Vor einigen Tagen schrieb ich, dass ich ein altes Manuskript herausgekramt habe und überarbeiten will. Das Ende gefällt mir immer noch. Redigiert habe ich in der zweiten Hälfte wenig. Aber die erste Hälfte gefällt mir nicht.
Derzeit denke ich, dass der Anfang gut ist. Immerhin erhält der Detektiv auf den ersten Seiten den Auftrag. In der zweiten Hälfte gibt es dann genug Überraschungen, um die Geschichte alle paar Seiten in eine andere Richtung zu bewegen. Und, wie gesagt, das Ende ist gut, denn hier erfahren wir in wenigen Zeilen, dass der Detektiv und Ich-Erzähler sich geirrt hat.

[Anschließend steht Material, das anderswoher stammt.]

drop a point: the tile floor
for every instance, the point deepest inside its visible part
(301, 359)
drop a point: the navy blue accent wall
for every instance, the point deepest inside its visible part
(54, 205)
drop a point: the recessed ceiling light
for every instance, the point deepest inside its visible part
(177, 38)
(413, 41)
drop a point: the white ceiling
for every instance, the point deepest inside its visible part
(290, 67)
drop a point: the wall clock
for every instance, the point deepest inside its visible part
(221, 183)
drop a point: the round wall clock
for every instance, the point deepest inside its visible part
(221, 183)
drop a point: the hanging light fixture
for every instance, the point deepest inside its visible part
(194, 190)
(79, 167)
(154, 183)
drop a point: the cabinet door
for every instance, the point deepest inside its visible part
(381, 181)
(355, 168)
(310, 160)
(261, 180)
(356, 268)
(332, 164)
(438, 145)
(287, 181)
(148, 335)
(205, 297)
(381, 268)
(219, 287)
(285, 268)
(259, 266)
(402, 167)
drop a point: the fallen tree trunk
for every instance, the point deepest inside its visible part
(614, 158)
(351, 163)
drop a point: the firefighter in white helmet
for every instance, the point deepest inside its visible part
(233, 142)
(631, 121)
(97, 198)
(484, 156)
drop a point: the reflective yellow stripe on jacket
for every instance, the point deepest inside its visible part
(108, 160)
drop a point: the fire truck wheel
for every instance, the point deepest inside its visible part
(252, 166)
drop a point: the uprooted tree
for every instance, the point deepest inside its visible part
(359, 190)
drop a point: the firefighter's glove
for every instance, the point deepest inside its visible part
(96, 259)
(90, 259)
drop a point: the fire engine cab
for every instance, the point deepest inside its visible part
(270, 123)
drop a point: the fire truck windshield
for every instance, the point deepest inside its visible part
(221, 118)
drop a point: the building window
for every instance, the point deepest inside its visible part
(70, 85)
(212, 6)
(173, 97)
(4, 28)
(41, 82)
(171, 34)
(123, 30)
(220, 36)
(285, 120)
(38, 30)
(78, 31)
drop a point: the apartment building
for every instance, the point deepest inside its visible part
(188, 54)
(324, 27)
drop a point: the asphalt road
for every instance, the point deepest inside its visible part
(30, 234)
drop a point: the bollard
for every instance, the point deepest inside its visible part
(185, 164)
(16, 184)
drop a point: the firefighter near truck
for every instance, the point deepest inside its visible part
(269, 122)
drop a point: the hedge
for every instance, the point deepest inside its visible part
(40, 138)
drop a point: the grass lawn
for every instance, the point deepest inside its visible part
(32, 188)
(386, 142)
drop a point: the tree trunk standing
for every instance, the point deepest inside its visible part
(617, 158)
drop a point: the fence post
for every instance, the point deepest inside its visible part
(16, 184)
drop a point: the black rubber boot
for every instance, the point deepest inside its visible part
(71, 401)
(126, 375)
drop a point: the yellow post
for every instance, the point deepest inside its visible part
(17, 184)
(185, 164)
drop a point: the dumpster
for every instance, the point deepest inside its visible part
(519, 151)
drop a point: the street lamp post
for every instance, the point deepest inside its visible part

Also einfach in der ersten Hälfte etwas kürzen?
Nein. Denn hier wird natürlich einiges vorbereitet. Außerdem, denke ich, ist das nicht das größte Problem der Geschichte.
Größere Probleme liegen für mich in der Motivation von einigen Charakteren. Warum sollen sie so und nicht anders handeln? Warum konnten sie bestimmte Aktionen vorausplanen? Woher wussten sie, dass ihre Pläne funktionieren? Halt genau das, was mir bei einem schlechten Verschwörungsthrillern nicht gefällt. Da wird dann ein unglaublich komplizierter Plan entworfen, der nur funktionieren kann, wenn der Held zu einer bestimmten Zeit an einem bestimmten Ort ist und irgendetwas tut. Das haben die Bösen geplant, weil sie wussten, dass der Held, wenn seine Frau umgebracht wird, er fünf Tage um 9.10 Uhr später seinen besten Freund besuchen wird. Pfui.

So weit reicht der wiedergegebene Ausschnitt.